My 16 year old pregnant girl

This is "my 16 year old pregnant girl" I love her. This girl is such a sweetie, she doesn't really speak any English, but she stole my heart. She told me through a translator that she didn't know who the father was, and later on it came out that her mother was making her go out and sell herself, and then taking all her money.

Ugh...it makes me so sad. So, I gave her a supply of prenatal vitamins, but what I really want to give her is a sense of self worth. She has such a servant's heart, she doesn't go to school, but she helps Mama Bonkiwe (of the clau clau feeding scheme) with preparing food, and then she helps serve the food in the afternoons, she gets a little money from that, but her mother takes it all : ( It makes me mad, and it makes me really really sad.

My heart is especially tender towards pregnant people, I love the miracle of birth, and so many times in depressed areas the women and children are the ones who get neglected. Part of what I would like to do in the future is to train health advocates in prenatal care, and childbirth. Right now, though, at this very moment, I wish that I could take this girl home with me and spoil her, and let her know how special and lovely she is. I wish I could sit next to her again and tangibly remind her that she is beautiful and worthy of love, that she deserves more.

Thursday, September 24, 2009

Back in the USA

So, I am back home, and still adjusting to living in the States. I miss all the kids. Alot. More than I thought I would. I miss the mamas. I miss this:


This was a favorite passtime of the kids in Clau Clau, me taking video of them being crazy and then they all gather around to watch it on my little camera screen. They all loved to be the one to press the "play" button.

This kid below in the blue shirt LOVES to take pictures with my camera! He did a good job too!
Here's a picture he took of me, which isn't particularly flattering, I don't think I'll every wear that sweatshirt again. So, this sounds super corny and sentimental, but when I look at this picture that this kid took of me, whose name I can't even pronounce, much less spell : ) I feel the love that he has for me. I don't even know why this kid loves me, but I know for sure that he does, and I don't know why this unflattering picture makes me feel so loved, maybe because when I handed him my camera that was the first picture he took, and kept taking pictures of me until I encouraged him to turn his attentions to the much more photogenic children and mamas.

All I know is this: those kids taught me so much about love, they also left me with alot of questions. Like why was I born in the States to two parents who love me and were able to protect me. Why have I been blessed with so much and these kids have so much to overcome. I've always felt like there is nothing I can't do, and these kids have no garuntees that they are even going to be able to make it to 4th grade, much less university. Those are questions, I'm sure, that have been asked before by people smarter than me, and I don't have any good answers. I know, though, that me feeling guilty won't solve anything, and help or "charity" given out of guilt rarely does anyone any good.

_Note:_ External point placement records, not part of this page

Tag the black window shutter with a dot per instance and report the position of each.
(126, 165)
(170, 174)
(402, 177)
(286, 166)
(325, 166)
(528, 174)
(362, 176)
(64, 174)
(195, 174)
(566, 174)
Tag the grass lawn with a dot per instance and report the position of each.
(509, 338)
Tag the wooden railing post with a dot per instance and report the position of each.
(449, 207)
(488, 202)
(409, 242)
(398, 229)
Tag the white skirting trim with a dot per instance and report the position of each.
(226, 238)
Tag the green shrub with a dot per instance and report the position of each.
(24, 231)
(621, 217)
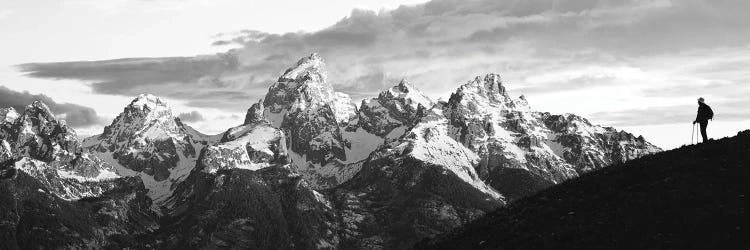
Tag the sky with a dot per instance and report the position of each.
(637, 65)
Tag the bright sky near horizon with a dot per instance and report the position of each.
(637, 65)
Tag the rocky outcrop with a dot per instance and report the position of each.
(148, 141)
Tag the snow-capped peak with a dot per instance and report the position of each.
(8, 115)
(148, 116)
(148, 101)
(38, 107)
(489, 87)
(254, 113)
(407, 92)
(311, 68)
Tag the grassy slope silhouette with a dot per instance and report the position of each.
(693, 197)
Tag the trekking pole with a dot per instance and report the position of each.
(692, 135)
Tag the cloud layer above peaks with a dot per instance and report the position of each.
(541, 47)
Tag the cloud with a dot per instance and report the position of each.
(75, 115)
(442, 43)
(192, 116)
(728, 110)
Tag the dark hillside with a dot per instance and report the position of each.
(693, 197)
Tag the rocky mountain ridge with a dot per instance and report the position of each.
(330, 174)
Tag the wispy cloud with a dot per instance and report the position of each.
(541, 47)
(74, 115)
(192, 116)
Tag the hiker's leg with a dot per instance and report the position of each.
(703, 130)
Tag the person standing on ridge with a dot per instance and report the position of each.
(704, 114)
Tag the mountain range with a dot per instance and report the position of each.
(307, 169)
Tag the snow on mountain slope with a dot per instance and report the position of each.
(304, 106)
(523, 150)
(48, 150)
(148, 141)
(250, 146)
(8, 115)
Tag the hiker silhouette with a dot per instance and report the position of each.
(704, 114)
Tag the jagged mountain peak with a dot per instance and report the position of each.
(307, 69)
(404, 90)
(148, 116)
(488, 87)
(147, 101)
(8, 115)
(255, 113)
(39, 108)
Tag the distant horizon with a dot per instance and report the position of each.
(637, 66)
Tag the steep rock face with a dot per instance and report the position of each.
(243, 194)
(38, 134)
(53, 196)
(252, 146)
(269, 208)
(46, 148)
(418, 186)
(396, 108)
(147, 140)
(304, 106)
(523, 151)
(33, 216)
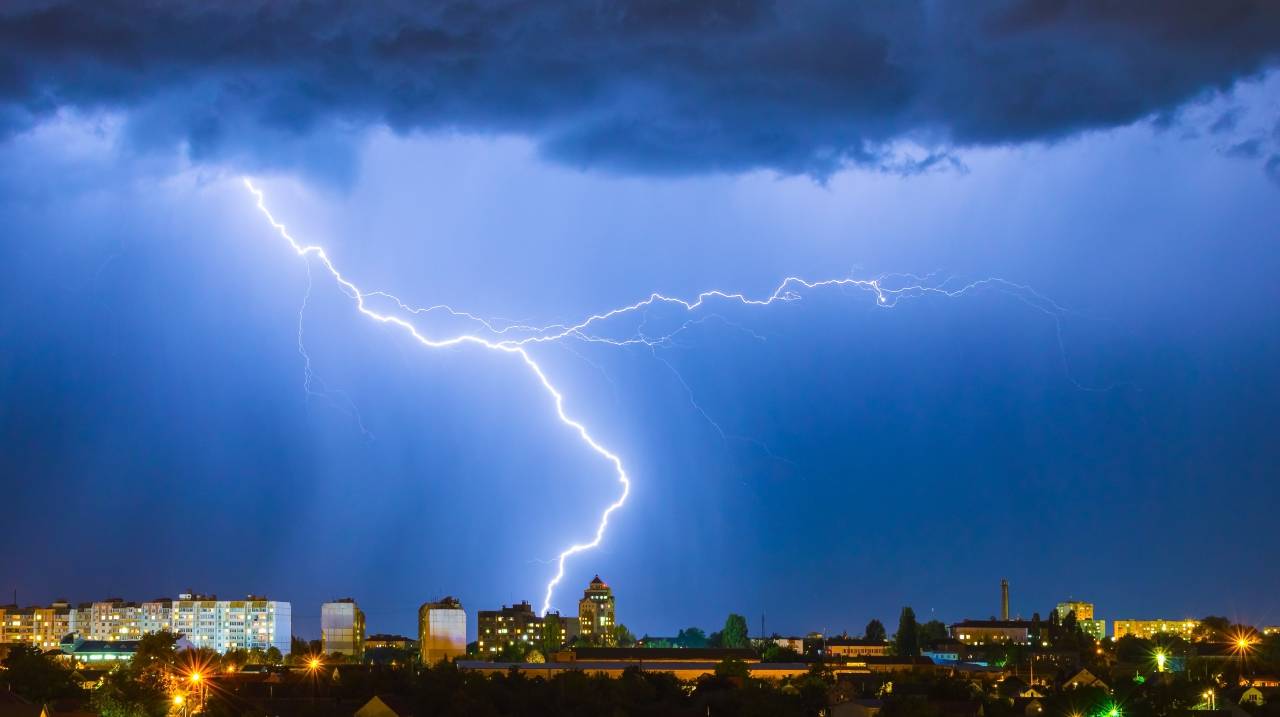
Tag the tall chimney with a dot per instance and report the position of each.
(1004, 598)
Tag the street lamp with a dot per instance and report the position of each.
(197, 680)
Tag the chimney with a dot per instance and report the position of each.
(1004, 598)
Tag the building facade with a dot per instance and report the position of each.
(496, 629)
(993, 631)
(853, 647)
(39, 626)
(1084, 617)
(255, 622)
(1150, 629)
(342, 628)
(442, 630)
(595, 613)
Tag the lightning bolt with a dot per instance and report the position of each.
(513, 338)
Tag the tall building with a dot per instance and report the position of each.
(595, 616)
(1092, 626)
(442, 630)
(1148, 629)
(37, 626)
(1004, 598)
(496, 629)
(205, 621)
(342, 628)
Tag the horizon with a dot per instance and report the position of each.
(809, 311)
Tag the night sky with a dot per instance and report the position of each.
(822, 461)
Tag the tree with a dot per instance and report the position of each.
(35, 676)
(775, 652)
(298, 647)
(932, 631)
(735, 633)
(129, 692)
(551, 640)
(1212, 628)
(732, 668)
(908, 638)
(691, 638)
(622, 636)
(156, 649)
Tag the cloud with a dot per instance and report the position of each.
(1272, 168)
(641, 86)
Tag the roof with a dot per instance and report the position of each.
(855, 642)
(663, 654)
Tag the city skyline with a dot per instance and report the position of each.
(355, 629)
(830, 309)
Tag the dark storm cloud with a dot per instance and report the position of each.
(662, 86)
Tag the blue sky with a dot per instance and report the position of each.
(822, 461)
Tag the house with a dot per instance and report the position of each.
(385, 706)
(858, 708)
(13, 706)
(1256, 697)
(1084, 679)
(1032, 707)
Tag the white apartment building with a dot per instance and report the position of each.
(202, 620)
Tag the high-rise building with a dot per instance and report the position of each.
(202, 620)
(1004, 598)
(496, 629)
(1092, 626)
(342, 628)
(595, 613)
(37, 626)
(442, 630)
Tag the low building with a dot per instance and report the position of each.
(993, 631)
(342, 628)
(97, 652)
(1084, 679)
(853, 647)
(389, 642)
(442, 630)
(1151, 629)
(945, 651)
(795, 644)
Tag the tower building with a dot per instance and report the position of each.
(442, 630)
(595, 615)
(342, 628)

I'm not sure exactly what that will look like, but I have to believe that I've been given me these overwhelming opportunities, and blessings, and resources, so that I can make the lives of people who have been given nothing better. A lot of times people will say something to the effect that I am a special person to go and do things for other people, but you have to know that the rewards are so tangible and so ginormous, that there is no sacrifice involved for me, its not like I'm some Martyr or something (and HELLO I am enjoying all the first world comforts of America right at this very moment one of which being the iphone) This is definitely a passion, and I can't think of any other way that I'd rather be living. So, just know that I am nothing special, and I am blessed beyond what I could ever earn or deserve.
(I know this is a big relief, because you were totally thinking Michelle is Awesome and how can I devote more hours in my day to pondering her awesomeness ; )

If you are going to ponder anyone ponder Princess and her sister Bongi, who takes princesses bossing with grace and loveliness that I can only aspire to : ) Sorry this pic is so blurry, but I just love bongi's expression even though princess is hogging the shot, she's stealing the show : )

So, I have about a zillion photos and stories to tell, I hope that you will stay tuned because I am planning on keeping up with posting even after I've exhausted all my Africa adventures. I am definitely not ever going to stop having adventures, and I hope I will always be able to share them with you.

Sunday, September 6, 2009

This is a short one

Hey guys! The team is here and I don't have any time to post!!! Just wanted to let you know I'm not dead, and also I will be posting some AWESOME posts once I get home! Love you all, and see some of you soon!